The vaccine - tested in nearly 2,800 infants - did not offer extra protection against developing tuberculosis, which last year killed 1.5 million people. South Africa has the second highest rate of TB cases and the highest rate of drug-resistant TB in Africa, according to the Centers for Disease Control and Prevention.

What went wrong? Ian Orme, Colorado State University Distinguished Professor in the Department of Microbiology, Immunology & Pathology, recently conducted a study that has provided some important new clues, and suggestions for other researchers.

Orme and his research team in Fort Collins investigated whether the existing vaccine for TB, which goes by the acronym BCG (bacille Calmette-Guerin), worked equally well against different clinical strains of tuberculosis. BCG, developed in 1921, is the only available vaccine against TB.

The vaccine tested in Cape Town in 2013 was MVA 85A, a modification of the cowpox vaccine designed to express a major protein of the TB bacterium. It was meant to boost immune responses in infants already primed by the BCG vaccine.

In the CSU study, Orme and his team found that BCG strongly inhibited a number of virulent strains of TB obtained from the clinical trial site around Cape Town. “It performed so well in the preclinical model, we determined that to boost its effects further was essentially impossible,” said Orme, also a co-founder of CSU's Mycobacteria Research Laboratories.

In other words, there’s no way that MVA 85A could have provided the extra protection against TB that researchers were hoping for.

The CSU team also compared BCG with a newer version of the vaccine known as recombinant BCG-422. “What we hoped to see was that this recombinant vaccine would be better and stronger,” said Orme. “In fact, we did not see that at all. We did not see any evidence of improvements in the immune response. When we did a longer-term test, the newly developed recombinant BCG wasn’t actually as good as the ‘regular’ BCG.”

Recombinant vaccines rely on one or more antigens - proteins associated with the target bacterium - that boost an immune response; in this case Mycobacterium tuberculosis, which causes TB.

Analyzing local TB strains is crucial

Orme said the research findings are important for several reasons. “If you’re going to test a new vaccine in a specific place, you should look at the local strains first and see if your vaccines are effective against the local strains people are catching,” he said.

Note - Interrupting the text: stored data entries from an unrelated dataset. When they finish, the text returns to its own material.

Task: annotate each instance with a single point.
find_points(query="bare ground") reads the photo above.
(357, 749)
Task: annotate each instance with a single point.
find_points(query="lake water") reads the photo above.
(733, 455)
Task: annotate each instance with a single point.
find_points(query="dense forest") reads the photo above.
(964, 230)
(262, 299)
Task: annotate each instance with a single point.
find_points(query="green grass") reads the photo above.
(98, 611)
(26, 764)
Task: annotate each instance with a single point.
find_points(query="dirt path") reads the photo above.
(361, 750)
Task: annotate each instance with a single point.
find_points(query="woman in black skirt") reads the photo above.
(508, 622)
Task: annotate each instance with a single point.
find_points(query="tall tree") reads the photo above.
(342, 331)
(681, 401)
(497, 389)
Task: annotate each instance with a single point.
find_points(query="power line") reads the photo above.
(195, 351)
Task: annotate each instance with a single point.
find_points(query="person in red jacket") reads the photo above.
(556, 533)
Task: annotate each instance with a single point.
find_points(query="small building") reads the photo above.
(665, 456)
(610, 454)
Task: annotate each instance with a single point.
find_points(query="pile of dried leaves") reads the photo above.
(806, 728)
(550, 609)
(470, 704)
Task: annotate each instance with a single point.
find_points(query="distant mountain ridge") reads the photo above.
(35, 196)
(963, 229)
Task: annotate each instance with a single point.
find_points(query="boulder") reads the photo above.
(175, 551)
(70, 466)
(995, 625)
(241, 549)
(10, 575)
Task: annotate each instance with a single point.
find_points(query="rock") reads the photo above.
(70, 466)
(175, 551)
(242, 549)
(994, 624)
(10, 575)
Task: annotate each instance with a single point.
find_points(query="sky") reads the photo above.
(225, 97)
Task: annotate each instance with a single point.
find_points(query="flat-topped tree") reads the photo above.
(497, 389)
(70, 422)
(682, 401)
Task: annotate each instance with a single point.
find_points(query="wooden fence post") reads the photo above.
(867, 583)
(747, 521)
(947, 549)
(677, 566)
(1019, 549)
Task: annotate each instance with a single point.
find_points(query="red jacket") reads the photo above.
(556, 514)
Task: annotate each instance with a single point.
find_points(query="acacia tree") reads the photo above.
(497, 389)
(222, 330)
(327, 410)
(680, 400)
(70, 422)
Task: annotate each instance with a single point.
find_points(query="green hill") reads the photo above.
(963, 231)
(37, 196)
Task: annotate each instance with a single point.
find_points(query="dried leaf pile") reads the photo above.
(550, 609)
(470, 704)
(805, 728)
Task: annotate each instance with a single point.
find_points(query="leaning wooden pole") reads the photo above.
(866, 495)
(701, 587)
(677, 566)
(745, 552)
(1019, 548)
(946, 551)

Preclinical testing is important for financial reasons. This type of testing in animal models costs up to $300,000. Testing a new vaccine on humans in a clinical trial costs tens of millions of dollars. “It is important to ‘look before you leap,’ and, unfortunately, that’s not what happened in Cape Town,” Orme said.

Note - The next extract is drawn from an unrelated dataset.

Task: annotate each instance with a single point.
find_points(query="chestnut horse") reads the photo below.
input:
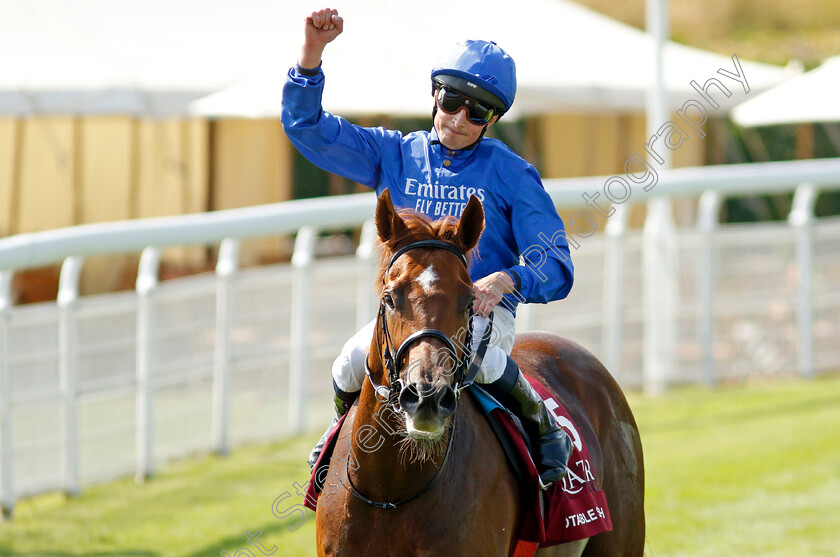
(416, 469)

Helen McShane, a Professor in the Nuffield Department of Medicine at the University of Oxfordled the 2013 clinical trial who led the 2013 clinical trial, described the CSU study as “really important.”

“The results of our efficacy trial posed many questions,” she said. “This paper illustrates the importance of taking into account different clinical strains of TB. Most of the vaccines out there use laboratory strains in testing. Ian has led the field to push for testing clinical strains.”

The study, “The efficacy of the BCG vaccine against newly emerging clinical strains of Mycobacterium tuberculosis,” was published in the journal PLOS One in September.